Gli errori fanno bene: come sbagliare e avere successo

Sbagliando si impara e solo chi non fa non sbaglia. Sono massime consolatorie e luoghi comuni, che però regalano un briciolo di speranza a chi colleziona fallimenti e sconfitte. D’altronde, la consolazione arriva anche dall’esempio di falliti celebri del passato, come Henry Ford, che fu cacciato dalle industrie automobilistiche prima di costruire la prima Ford, Steve Jobs, licenziato agli albori, o Albert Einstein, pessimo studente. Per realizzarsi, nella vita professionale quanto in amore, ci vuole una profonda riflessione dedicata ai passaggi che portano all’errore che, per sua natura, si ripeterà. Tanto che gli errori divengono parte di un “metodo scientifico e didattico” secondo cui sbagliare diventa il punto di forza per una filosofia di vita che punta… al successo.

Il fallimento positivo

L’errore non porta a un vicolo cieco se analizzato in profondità. Al contrario, conduce a una nuova strada. Insomma, ognuno di noi ha un piano che, sbagli inclusi, prima o poi funzionerà. Non bisogno quindi rinunciare, ma guardare “dentro” a questi errori. Ma come? Le chiavi del fallimento positivo sono il fulcro del libro Elogio del fallimento. Perché sbagliare fa bene (Sperling & Kupfer) di Francesca Corrado, economista, ricercatrice ed ex-fallita, che nel 2017 a Modena ha fondato la Scuola di Fallimento.
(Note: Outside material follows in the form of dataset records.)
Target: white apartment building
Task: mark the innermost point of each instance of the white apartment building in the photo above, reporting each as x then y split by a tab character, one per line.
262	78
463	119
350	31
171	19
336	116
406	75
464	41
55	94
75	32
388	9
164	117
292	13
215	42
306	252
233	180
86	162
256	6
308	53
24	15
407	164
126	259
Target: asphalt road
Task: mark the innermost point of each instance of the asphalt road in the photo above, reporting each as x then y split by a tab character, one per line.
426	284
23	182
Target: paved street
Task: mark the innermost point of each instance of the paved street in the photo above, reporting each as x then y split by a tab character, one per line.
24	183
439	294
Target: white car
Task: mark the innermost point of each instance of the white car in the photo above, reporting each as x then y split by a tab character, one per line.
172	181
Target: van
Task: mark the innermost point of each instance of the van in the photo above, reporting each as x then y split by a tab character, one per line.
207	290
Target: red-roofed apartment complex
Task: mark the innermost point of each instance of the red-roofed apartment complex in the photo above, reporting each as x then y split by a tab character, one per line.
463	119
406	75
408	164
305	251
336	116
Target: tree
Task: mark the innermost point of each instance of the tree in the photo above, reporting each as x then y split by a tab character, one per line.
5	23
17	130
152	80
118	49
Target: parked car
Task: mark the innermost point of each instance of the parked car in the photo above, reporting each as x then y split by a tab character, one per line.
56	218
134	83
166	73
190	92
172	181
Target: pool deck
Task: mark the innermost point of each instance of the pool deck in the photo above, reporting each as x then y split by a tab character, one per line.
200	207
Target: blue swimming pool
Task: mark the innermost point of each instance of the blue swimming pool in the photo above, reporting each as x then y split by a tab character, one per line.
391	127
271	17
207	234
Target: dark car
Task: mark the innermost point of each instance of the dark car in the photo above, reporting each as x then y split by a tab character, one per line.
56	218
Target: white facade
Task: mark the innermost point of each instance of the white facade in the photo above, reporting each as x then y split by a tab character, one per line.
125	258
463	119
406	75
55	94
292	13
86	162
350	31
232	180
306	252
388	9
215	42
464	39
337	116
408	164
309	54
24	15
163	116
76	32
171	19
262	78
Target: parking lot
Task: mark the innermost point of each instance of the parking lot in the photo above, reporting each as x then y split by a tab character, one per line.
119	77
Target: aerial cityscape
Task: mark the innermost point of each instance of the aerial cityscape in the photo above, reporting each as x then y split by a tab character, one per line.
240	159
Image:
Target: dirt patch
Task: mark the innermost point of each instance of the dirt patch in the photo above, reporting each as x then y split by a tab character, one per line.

“Guardare ai propri fallimenti significa lavorare sulla propria consapevolezza, sui propri sogni e obiettivi per fare accadere ciò che si ritiene abbia valore – spiega Francesca Corrado -. Il metodo del fallimento punta a fare emergere le potenzialità delle persone, rafforzandole col tempo”.

Ingranaggi rotti che si possono riparare

Insomma, il fallimento è un feedback per ripensare a ciò che si vuole davvero. “L’errore fa tornare indietro – continua Corrado – rivivere i vari passaggi vissuti, in modo scientifico, e aiuta a proseguire con più tenacia”.

Si può scoprire, ad esempio, di commettere sempre gli stessi errori, basati su una nostra debolezza, o una svista. Semplici ingranaggi rotti che però si possono riparare, e lavorare sull’errore fa diminuire la probabilità di un’ennesima sconfitta futura.

Un piano A, uno B e un piano Z

Per non rinunciare ai propri sogni inoltre è bene disporre contemporaneamente di un piano A, un piano B, e uno Z, riporta Ansa. Se il primo è l’obiettivo da raggiungere il secondo non è un piano alternativo se il primo fallisce, ma lo stesso piano da seguire cambiando le strategie. E il piano Z? È un piano a breve termine, che ha lo scopo di far recuperare le forze e le idee per elaborare un nuovo piano A se i primi due dovessero risultare fallimentari.

Avere un piano Z, quindi, consente di convivere con l’incertezza dei primi due. La cultura (sana) del fallimento, insomma, è la strada vincente per realizzarsi.